That’s not the same bank that I bought my airfare with. The bank I use to buy the airfare with has no reason to know where I am. IIRC there’s a stat that on avg Americans have like ~15 or so different bank/credit cards. What you’re saying makes no sense. The airline takes the liberty of giving a travel notice to just one of your dozens of banks, and what about the rest?

If there’s a transaction showing you bought tickets to that city/country for the same dates that transactions happen within that city/country, that’s evidence to support one decision over the other on the algorithm’s part.

I often buy a one-way ticket with one card and a one-way return with another. So not even one bank has the full picture. I typically leave those cards at home as well because they have poor forex rates. Yet this doesn’t trip fraud sensors on the cards I carry to the destination. The fraud sensors are tripped when I forget my ATM limit or incorrectly adjust that limit for the foreign currency.

One bank that requires a travel notice doesn’t even accept that a trip would last more than 2 weeks. I call and say I will be gone 3 weeks, or 4 weeks, and they cannot handle it. They say “the travel notice will expire in 2 weeks so you have to call again when that time comes to renew your travel notice”. What I tell them directly carries more weight than whatever shows up on the transactions because they have no way of knowing what other travel arrangements I have. Yet what I tell them is not fully utilized.

The other problem with your theory is travel notices are a recent development of the past ~10—20 years, whereas itineraries have been shared with banks for as long as I can recall (~25+ years). Anyway, speculation isn’t cutting it. Solid info needed on why this is happening.

[–] [email protected] 2 points 1 year ago

I'm finding your hostility towards me to be completely unnecessary. Unless there is someone here that works for a bank, you're not going to get a solid answer, only people's best guesses. I have offered you the most likely explanation. Getting angry at me for that is not in keeping with the rules of the Beehaw community.

[–] [email protected] 1 points 1 year ago (1 children)

Reading this response, I'm compelled to ask

Do you want an answer or just a space to br angry and rant?

Do you have an answer in mind which you're looking for and will react with hostility to anything which doesn't fit with your expectations?

[–] [email protected] 1 points 1 year ago

Do you want an answer or just a space to br angry and rant?

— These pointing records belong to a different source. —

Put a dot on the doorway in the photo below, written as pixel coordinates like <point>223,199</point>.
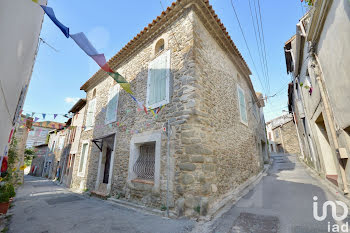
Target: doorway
<point>107,165</point>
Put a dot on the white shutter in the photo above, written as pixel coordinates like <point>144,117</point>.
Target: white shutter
<point>111,113</point>
<point>91,114</point>
<point>158,81</point>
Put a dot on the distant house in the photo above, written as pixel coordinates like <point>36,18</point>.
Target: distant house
<point>39,133</point>
<point>282,135</point>
<point>18,47</point>
<point>318,59</point>
<point>185,66</point>
<point>72,143</point>
<point>38,161</point>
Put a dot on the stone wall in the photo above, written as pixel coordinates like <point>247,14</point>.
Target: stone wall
<point>223,151</point>
<point>212,152</point>
<point>179,40</point>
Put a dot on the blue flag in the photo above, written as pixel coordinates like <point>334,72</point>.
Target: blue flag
<point>51,14</point>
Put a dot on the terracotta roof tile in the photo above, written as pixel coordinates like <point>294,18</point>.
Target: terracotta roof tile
<point>152,24</point>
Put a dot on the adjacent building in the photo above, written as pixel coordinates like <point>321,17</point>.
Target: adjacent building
<point>283,136</point>
<point>186,68</point>
<point>21,20</point>
<point>318,59</point>
<point>40,131</point>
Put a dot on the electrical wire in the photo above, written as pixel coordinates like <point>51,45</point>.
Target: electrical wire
<point>246,43</point>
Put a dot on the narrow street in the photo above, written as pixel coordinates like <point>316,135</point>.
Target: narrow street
<point>43,207</point>
<point>281,202</point>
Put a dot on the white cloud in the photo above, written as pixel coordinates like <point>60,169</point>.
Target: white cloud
<point>71,100</point>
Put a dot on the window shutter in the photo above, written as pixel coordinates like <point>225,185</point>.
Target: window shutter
<point>111,113</point>
<point>242,106</point>
<point>91,113</point>
<point>158,80</point>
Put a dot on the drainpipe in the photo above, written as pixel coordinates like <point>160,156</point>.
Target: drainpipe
<point>168,168</point>
<point>299,140</point>
<point>331,124</point>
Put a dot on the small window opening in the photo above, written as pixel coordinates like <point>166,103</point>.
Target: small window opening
<point>159,46</point>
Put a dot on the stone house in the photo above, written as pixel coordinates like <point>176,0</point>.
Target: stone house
<point>74,129</point>
<point>186,63</point>
<point>21,135</point>
<point>39,132</point>
<point>38,161</point>
<point>56,145</point>
<point>319,94</point>
<point>282,135</point>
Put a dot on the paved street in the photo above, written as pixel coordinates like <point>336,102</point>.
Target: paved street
<point>43,207</point>
<point>281,202</point>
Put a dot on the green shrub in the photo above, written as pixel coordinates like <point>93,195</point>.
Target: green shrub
<point>6,192</point>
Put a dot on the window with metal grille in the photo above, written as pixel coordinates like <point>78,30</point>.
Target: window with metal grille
<point>144,165</point>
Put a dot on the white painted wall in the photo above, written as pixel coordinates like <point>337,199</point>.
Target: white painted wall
<point>20,26</point>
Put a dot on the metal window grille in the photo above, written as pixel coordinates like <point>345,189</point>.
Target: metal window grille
<point>144,165</point>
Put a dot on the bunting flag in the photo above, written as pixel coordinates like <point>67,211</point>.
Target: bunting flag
<point>49,12</point>
<point>140,104</point>
<point>82,41</point>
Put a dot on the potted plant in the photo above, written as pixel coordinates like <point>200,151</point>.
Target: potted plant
<point>7,191</point>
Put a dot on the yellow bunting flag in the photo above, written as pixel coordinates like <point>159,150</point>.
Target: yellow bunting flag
<point>126,87</point>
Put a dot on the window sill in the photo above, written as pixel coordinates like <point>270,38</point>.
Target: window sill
<point>143,181</point>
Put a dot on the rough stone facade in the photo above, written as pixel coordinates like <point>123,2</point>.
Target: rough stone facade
<point>211,150</point>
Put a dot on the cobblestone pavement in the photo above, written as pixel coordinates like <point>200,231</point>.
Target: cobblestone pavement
<point>43,207</point>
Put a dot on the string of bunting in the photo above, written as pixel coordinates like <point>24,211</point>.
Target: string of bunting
<point>82,41</point>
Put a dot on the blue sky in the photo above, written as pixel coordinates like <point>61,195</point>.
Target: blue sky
<point>110,24</point>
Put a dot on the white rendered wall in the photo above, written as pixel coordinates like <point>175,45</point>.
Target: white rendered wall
<point>20,26</point>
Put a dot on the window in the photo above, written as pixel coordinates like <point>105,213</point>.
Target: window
<point>144,160</point>
<point>276,133</point>
<point>242,106</point>
<point>159,46</point>
<point>83,159</point>
<point>53,146</point>
<point>90,116</point>
<point>158,81</point>
<point>144,165</point>
<point>61,143</point>
<point>111,113</point>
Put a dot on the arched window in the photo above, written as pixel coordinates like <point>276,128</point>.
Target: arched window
<point>159,46</point>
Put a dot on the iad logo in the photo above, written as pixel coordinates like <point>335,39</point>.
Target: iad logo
<point>333,205</point>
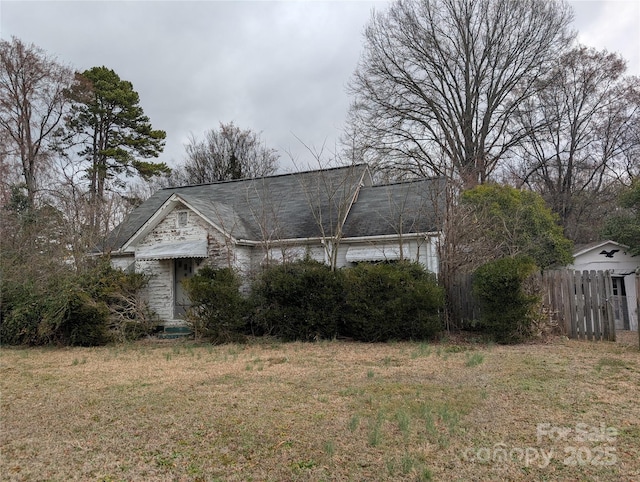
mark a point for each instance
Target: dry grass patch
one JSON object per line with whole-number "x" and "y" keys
{"x": 323, "y": 411}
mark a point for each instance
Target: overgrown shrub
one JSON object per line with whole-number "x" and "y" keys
{"x": 218, "y": 310}
{"x": 130, "y": 317}
{"x": 392, "y": 302}
{"x": 58, "y": 313}
{"x": 299, "y": 301}
{"x": 69, "y": 308}
{"x": 508, "y": 310}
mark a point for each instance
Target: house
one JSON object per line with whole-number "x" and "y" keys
{"x": 614, "y": 257}
{"x": 336, "y": 216}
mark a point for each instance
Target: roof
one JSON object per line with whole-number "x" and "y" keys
{"x": 293, "y": 206}
{"x": 585, "y": 248}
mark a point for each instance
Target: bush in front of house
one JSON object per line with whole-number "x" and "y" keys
{"x": 69, "y": 308}
{"x": 303, "y": 300}
{"x": 508, "y": 310}
{"x": 58, "y": 312}
{"x": 218, "y": 309}
{"x": 400, "y": 301}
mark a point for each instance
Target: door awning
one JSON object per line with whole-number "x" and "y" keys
{"x": 372, "y": 253}
{"x": 183, "y": 249}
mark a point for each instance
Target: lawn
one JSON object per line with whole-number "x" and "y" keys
{"x": 270, "y": 411}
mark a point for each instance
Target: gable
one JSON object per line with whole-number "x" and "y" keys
{"x": 276, "y": 207}
{"x": 605, "y": 255}
{"x": 306, "y": 205}
{"x": 179, "y": 224}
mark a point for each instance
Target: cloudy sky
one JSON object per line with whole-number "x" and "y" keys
{"x": 278, "y": 68}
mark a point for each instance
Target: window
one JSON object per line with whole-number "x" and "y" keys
{"x": 183, "y": 219}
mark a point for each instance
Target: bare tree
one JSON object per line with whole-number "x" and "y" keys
{"x": 330, "y": 192}
{"x": 225, "y": 154}
{"x": 575, "y": 161}
{"x": 440, "y": 80}
{"x": 32, "y": 105}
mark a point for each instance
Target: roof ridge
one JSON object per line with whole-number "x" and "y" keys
{"x": 410, "y": 181}
{"x": 229, "y": 181}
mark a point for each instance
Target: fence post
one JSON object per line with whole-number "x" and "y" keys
{"x": 611, "y": 319}
{"x": 638, "y": 304}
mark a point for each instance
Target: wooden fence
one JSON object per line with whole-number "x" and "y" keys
{"x": 580, "y": 302}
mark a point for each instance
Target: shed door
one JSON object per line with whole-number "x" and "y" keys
{"x": 620, "y": 307}
{"x": 184, "y": 268}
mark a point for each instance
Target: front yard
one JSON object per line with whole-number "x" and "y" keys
{"x": 324, "y": 411}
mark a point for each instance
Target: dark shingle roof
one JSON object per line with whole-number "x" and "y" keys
{"x": 277, "y": 207}
{"x": 408, "y": 207}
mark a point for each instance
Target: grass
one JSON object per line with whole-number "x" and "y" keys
{"x": 276, "y": 411}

It’s all about getting an answer. Any rant that you think you sensed is at most an attempt to motivate a good answer.

I should also stress that I don’t want bad answers. The same broken speculation has been posted multiple times in this thread and in the parent. Thus compelling me to repeat the flaws in that bad answer.

I’m confident at this point that I finally got a viable answer: insurance. But I might be tempted to press for more details because it’s still unclear how the GDPR compliance pans out. GDPR violations are rampant these days, so it could lead to an article 77 complaint. I still have to do a bit of analysis on that from the insurance narrative.